In http://en.wikipedia.org/wiki/Ext_functor, under "Interesting examples", the second sentence says:
For $\mathbb{F}_p$ the finite field on $p$ elements, we also have that $H^*(G,M) = \text{Ext}^*_{\mathbb{F}_p[G]}(\mathbb{F}_p, M)$, and it turns out that the group cohomology doesn't depend on the base ring chosen.
It comes right after a sentence that says that $H^*(G,M) = \text{Ext}^*_{\mathbb{Z}[G]}(\mathbb{Z}, M)$.
I'm trying to understand the quoted sentence. The module $M$ must be an $\mathbb{F}_p[G]$-module and not just a $\mathbb{Z}[G]$-module, right? And the resulting cohomology is going to be an $\mathbb{F}_p$-module and not just a $\mathbb{Z}$-module, right? Is it computed by taking an $\mathbb{F}_p[G]$-projective resolution of $\mathbb{F}_p$ (instead of a $\mathbb{Z}[G]$-projective resolution of $\mathbb{Z}$?). What exactly is claimed not to depend on the base ring?

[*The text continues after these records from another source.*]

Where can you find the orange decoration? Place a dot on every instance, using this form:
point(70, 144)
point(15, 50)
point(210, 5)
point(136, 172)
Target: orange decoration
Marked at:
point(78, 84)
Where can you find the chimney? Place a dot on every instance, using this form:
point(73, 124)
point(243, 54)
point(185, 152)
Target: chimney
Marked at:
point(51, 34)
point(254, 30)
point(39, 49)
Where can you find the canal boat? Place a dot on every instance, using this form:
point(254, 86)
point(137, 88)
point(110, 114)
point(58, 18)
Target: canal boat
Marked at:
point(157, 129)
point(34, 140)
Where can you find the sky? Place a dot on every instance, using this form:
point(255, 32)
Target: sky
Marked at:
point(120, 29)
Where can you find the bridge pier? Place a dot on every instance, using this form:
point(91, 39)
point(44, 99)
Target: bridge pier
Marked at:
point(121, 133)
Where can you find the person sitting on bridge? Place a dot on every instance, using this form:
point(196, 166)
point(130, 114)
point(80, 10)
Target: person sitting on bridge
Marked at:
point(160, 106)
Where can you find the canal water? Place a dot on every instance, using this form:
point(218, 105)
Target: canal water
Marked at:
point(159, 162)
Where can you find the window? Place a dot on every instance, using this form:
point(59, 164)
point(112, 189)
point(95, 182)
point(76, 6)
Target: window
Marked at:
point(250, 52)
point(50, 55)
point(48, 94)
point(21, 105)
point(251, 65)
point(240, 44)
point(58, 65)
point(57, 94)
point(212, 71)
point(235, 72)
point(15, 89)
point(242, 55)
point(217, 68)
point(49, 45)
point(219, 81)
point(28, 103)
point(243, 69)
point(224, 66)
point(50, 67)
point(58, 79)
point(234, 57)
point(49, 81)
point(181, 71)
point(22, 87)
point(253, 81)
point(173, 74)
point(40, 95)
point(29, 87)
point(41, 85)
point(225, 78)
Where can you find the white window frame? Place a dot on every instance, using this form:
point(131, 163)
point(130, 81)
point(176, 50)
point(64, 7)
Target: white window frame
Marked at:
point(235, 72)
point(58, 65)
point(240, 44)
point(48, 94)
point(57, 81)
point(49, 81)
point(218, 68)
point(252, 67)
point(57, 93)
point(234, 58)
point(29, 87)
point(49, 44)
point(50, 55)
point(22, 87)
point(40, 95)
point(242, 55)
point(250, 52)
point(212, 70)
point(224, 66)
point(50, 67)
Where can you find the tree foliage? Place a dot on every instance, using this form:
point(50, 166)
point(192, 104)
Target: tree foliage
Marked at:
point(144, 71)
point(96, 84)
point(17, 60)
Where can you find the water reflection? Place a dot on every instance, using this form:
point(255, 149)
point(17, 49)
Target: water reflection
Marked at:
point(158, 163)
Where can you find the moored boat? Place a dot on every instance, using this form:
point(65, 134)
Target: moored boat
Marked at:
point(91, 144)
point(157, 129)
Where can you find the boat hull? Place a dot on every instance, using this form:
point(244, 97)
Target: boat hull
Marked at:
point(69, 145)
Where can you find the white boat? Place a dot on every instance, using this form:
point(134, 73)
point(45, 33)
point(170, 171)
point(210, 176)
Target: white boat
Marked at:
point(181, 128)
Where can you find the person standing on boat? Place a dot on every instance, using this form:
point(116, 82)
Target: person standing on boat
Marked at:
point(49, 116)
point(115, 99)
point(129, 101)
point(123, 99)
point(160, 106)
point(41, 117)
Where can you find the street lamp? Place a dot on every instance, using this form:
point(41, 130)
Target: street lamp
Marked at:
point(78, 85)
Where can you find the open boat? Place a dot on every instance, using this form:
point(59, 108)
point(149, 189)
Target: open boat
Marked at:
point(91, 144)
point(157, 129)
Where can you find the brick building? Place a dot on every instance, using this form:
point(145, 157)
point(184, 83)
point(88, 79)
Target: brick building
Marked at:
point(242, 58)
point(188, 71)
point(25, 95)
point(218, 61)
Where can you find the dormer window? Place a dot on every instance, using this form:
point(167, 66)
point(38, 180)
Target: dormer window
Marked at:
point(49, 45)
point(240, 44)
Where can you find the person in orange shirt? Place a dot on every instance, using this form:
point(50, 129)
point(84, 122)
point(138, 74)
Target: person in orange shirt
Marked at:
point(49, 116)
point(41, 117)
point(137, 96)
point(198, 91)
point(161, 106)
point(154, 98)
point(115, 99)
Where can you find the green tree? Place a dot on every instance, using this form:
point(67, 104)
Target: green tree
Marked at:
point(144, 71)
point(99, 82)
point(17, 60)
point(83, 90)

I'd be glad to understand the general situation here.
The point is that if $M$ is an $R[G]$-module for some ring $R$, then $H^i(G,M)$, which a priori is equal to $Ext^i(\mathbb Z, M)$ in the category of $\mathbb Z[G]$-modules, is also equal to $Ext^i(R,M)$ in the category of $R[G]$-modules. (In your example $R = \mathbb F_p$.)
This is often useful for converting between interesting contexts where some natural coefficient rings arise, and the general group cohomology machine.